Para ver este correo electrónico, por favor descargue adjunto o puede ingresar utilizando su cuenta existente.
Tome en cuenta que se ha agregado una función de restablecimiento de contraseña al servicio de Correo Electrónico Seguro Scotiabank.
Una vez que inicie sesión en el servicio de correo electrónico seguro Scotiabank, recibirá una solicitud para que elija una pregunta e ingrese la respuesta correspondiente.
La pregunta y la respuesta serán requeridas durante el restablecimiento de contraseña.
Si desea más información sobre cómo usar este servicio, sírvase consultar la Guía de Correo Electrónico Seguro para el Usuario.
Scotia Bank has not been hacked or had their email or other servers compromised. They are not sending the emails to you. They are just innocent victims in exactly the same way as every recipient of these emails.

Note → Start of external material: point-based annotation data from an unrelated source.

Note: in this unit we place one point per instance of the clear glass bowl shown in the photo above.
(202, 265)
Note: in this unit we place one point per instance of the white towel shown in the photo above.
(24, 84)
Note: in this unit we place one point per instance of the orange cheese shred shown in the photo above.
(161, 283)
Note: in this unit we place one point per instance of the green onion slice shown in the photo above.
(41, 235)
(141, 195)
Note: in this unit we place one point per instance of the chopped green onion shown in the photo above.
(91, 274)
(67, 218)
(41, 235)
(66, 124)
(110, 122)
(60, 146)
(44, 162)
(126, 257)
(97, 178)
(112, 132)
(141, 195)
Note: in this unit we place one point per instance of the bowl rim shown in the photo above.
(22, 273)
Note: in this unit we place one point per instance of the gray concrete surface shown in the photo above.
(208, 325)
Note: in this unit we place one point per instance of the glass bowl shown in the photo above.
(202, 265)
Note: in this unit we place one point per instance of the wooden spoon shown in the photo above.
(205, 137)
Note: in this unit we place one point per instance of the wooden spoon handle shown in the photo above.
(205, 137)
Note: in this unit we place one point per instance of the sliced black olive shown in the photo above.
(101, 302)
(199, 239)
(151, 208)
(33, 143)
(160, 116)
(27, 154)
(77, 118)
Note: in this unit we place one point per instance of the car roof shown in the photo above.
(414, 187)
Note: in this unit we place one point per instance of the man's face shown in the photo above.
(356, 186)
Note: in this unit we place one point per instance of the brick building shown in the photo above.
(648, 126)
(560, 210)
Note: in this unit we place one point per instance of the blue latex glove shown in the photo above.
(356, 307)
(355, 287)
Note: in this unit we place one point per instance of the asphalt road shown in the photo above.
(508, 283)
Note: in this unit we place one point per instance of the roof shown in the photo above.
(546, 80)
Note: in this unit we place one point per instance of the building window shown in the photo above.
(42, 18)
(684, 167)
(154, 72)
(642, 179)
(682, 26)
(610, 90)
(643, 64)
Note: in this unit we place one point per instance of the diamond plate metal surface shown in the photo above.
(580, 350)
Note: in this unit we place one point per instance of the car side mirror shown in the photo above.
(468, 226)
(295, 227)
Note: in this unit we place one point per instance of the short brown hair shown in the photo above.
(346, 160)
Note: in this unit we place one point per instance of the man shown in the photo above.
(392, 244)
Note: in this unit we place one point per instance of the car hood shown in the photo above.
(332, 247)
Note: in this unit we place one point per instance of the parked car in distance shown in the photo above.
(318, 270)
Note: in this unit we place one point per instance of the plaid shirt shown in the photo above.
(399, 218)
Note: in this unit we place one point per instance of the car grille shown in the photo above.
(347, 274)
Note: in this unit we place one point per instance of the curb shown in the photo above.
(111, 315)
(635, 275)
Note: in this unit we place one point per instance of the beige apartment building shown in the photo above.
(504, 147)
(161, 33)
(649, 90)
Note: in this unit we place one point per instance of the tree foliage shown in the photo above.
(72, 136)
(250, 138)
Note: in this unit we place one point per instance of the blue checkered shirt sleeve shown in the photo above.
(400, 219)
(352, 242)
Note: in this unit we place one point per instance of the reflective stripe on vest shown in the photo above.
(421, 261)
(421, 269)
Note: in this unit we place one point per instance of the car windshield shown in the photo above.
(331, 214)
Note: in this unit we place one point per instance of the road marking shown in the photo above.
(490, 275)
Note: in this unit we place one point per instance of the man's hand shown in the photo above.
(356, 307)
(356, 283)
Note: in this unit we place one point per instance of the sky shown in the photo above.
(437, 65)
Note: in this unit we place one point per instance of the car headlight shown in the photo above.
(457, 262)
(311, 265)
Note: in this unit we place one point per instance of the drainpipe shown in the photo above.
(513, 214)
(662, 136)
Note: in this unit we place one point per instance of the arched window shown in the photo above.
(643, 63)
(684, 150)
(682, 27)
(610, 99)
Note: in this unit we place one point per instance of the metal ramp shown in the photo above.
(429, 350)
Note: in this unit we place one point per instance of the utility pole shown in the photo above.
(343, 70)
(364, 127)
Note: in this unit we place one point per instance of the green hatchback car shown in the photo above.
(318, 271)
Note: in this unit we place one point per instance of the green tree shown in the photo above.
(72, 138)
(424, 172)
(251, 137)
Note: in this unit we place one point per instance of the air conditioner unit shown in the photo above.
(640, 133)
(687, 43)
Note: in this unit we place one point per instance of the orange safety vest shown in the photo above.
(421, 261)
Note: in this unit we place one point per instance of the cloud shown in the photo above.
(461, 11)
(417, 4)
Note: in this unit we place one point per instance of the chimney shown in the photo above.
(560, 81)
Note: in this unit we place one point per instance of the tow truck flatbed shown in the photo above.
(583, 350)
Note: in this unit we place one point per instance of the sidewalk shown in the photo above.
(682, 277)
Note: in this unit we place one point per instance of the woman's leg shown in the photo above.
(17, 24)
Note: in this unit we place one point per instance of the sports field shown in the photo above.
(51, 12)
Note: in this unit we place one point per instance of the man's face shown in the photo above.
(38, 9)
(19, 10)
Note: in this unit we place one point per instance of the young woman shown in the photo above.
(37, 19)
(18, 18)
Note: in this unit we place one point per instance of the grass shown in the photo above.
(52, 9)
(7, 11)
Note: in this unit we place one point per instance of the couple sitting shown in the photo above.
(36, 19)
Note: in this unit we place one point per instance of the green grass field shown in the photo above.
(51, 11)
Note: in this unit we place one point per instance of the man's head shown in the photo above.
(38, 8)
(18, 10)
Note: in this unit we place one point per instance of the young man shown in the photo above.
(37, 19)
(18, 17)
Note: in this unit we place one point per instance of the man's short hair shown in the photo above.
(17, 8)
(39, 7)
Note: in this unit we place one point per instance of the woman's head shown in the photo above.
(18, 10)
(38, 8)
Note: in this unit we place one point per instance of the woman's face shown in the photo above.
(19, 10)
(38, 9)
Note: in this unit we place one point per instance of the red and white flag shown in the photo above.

What has happened is that the criminals sending these have registered various domains that look like genuine Company, Bank, Government or message sending services. Normally there are between 2 and 4 newly registered domains that imitate Companies House, HMRC, another Government department, a Bank, file hosting service or a message sending service that can easily be confused with the genuine organisation in some way. Some days however we do see dozens or even hundreds of fake domains.
Today’s examples of the spoofed domains have switched from being registered via Godaddy as registrar using privacy protection services to using Tucows.com as registrar but still using privacy protection.
- scotiabank-mail.com 126.96.36.199 server134.hostner.com Schiedam Zuid-Holland NL AS62370 Snel.com B.V.
- scotiabankmail.com 188.8.131.52 Leaseweb AS60781
Downloads a RTF from http://pulp99.com/1.rtf ( VirusTotal)
A second Anyrun shows that even when pressing no to the update links prompt, the malware chain completes it full download and actions and Trickbot is installed and run on the computer
This malware doc file downloads from http://ccmlongueuil.ca/C3VHMY.bin which is renamed .exe file ( VirusTotal) Gtag ser0412ca
The alternate Download location is http://ushnass.com/C3VHMY.bin
This also downloads 3 alternative versions of Trickbot
- http://184.108.40.206/table.png VirusTotal | Anyrun | Gtag lob203
- http://220.127.116.11/worming.png VirusTotal | Anyrun | Gtag jim203
- http://18.104.22.168/toler.png VirusTotal | Anyrun | Gtag tot203
All modern versions of word and other office programs, that is 2010, 2013, 2016 and 365, should open all Microsoft office documents that is Word docs, Excel spreadsheet files and PowerPoint etc that are downloaded from the web or received in an email automatically in “protected view” that stops any embedded malware, macros and DDE “exploit /Feature” and embedded ole objects from being displayed and running. Make sure protected view is set in all office programs to protect you and your company from these sorts of attacks and do not over ride it to edit the document. If the protected mode bar appears when opening the document DO NOT follow the advice they give to enable macros or enable editing to see the content. The document will have a warning message, but you will be safe.
Be aware that there are a lot of other dodgy word docs spreading that WILL infect you with no action from you, if you are still using an out dated or vulnerable version of word. This is a good reason to update your office programs to a recent version and stop using office 2003 and 2007. Many of us have continued to use older versions of word and other office programs, because they are convenient, have the functions and settings we are used to and have never seen a need to update to the latest super-duper version.
The risks in using older version are now seriously outweighing the convenience, benefits and cost of keeping an old version going.
Please read our How to protect yourselves page for simple, sensible advice on how to avoid being infected by this sort of socially engineered malware. Also please read our post about word macro malware and how to avoid being infected by them
I strongly urge you to update your office software to the latest version and stop putting yourself at risk, using old out of date software.